Falhas na biossegurança de laboratórios são raras, mas acontecem. Em 2007, o erro em uma válvula de um encanamento conectado a uma centrífuga permitiu que o vírus da febre aftosa alcançasse o sistema de drenagem das instalações de um laboratório inglês, atingindo o meio ambiente. Os danos foram minimizados porque, na época, a variedade que fugiu aos controles não era exótica ao Reino Unido.
Além da preocupação do continente, a Biogénesis-Bagó conseguiu autorização do governo brasileiro para exportar vacinas contra febre aftosa ao país.

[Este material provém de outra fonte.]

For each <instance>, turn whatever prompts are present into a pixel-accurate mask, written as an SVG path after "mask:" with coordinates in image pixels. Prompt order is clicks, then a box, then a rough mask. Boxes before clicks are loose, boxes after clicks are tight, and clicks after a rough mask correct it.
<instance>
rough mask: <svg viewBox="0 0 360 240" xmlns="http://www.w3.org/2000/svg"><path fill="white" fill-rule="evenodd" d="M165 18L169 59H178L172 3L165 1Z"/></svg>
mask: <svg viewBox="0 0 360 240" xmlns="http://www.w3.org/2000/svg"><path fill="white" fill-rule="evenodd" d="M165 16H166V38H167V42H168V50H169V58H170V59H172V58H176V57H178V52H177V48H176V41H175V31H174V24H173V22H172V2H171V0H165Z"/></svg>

Apenas em 2010, o Ministério da Agricultura aprovou 29,6 milhões de doses da vacina argentina. Para conseguir a autorização de exportação, a condição imposta pelo governo brasileiro foi de que a empresa não manipulasse vírus exóticos e que qualquer cepa existente fosse destruída.
“Ainda não recebemos nenhuma denúncia oficial sobre o assunto, mas se recebermos serão realizadas auditorias e esclarecimentos”, disse ao Valor Guilherme Marques, diretor do departamento de saúde animal do Ministério da Agricultura do Brasil.

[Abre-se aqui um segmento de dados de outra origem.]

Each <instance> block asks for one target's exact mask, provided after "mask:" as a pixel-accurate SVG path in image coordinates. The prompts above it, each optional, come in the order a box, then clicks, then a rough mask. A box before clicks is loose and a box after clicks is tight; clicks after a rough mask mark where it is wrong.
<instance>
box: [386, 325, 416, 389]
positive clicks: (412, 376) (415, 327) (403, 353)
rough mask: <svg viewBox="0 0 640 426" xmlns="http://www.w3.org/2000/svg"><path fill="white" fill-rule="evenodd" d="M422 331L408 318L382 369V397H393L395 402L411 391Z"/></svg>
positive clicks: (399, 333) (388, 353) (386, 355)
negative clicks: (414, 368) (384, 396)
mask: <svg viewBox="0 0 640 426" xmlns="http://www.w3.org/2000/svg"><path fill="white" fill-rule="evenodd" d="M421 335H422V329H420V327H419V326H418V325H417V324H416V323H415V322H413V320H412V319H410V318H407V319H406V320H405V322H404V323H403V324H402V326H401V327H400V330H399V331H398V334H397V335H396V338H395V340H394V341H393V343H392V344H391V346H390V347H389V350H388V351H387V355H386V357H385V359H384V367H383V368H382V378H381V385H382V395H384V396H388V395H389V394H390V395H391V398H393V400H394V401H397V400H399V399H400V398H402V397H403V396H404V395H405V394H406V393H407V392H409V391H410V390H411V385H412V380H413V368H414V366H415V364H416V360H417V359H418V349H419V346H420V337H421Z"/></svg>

O diretor do ministério lembra que há cerca de dois anos uma missão brasileira foi à Argentina vistoriar o laboratório e constatou a semente do vírus fora destruída. Existia, contudo, o antígeno inativado é superconcentrado do vírus. Segundo fontes do mercado, é comum que países mantenham o antígeno inativo e congelado para casos emergenciais. Ele, no entanto, possui vida útil que varia de seis a oito meses e permite a produção de uma quantidade limitada de vacinas.
Para o Brasil, o risco de manipulação de um vírus exótico no continente é que no caso de um vazamento e escape, as vacinas produzidas atualmente não controlam essas variedades. Hoje, os produtos utilizados controlam as espécies “A 24 Cruzeiro”, “O 1 Campos” e “C 3 Indaiau”.
Apesar de ser possível manipular em um mesmo laboratório duas variedades diferentes de vírus, existe o risco de que ocorra uma contaminação cruzada, dentro do próprio laboratório. Com isso, uma vacina comercializada para combater determinadas espécies de vírus poderia conter o antígeno de outras. Nessa hipótese, o anticorpo exótico poderia facilmente passar ao controle do governo, já que os protocolos de fiscalização não levam em consideração a possibilidade de haver outro antígeno que não aqueles esperados.
No Brasil, o Sindicato Nacional da Indústria de produtos para Saúde Animal (Sindan) informou apesar de contribuir com o governo, apenas segue as regras determinadas pelo Ministério da Agricultura. Para o membro do Grupo Interamericano para a Erradicação da Febre Aftosa (Giefa) e representante do Conselho Nacional da Pecuária de Corte (CNPC), Sebastião Guedes, manter um vírus exótico é correr um risco desnecessário.
Segundo Marques, do ministério brasileiro, no caso de se confirmar ã existência da variedade exótica do vírus, existe a possibilidade de que as importações do laboratório argentino sejam suspensas. O governo já prepara uma nova vistoria na Argentina.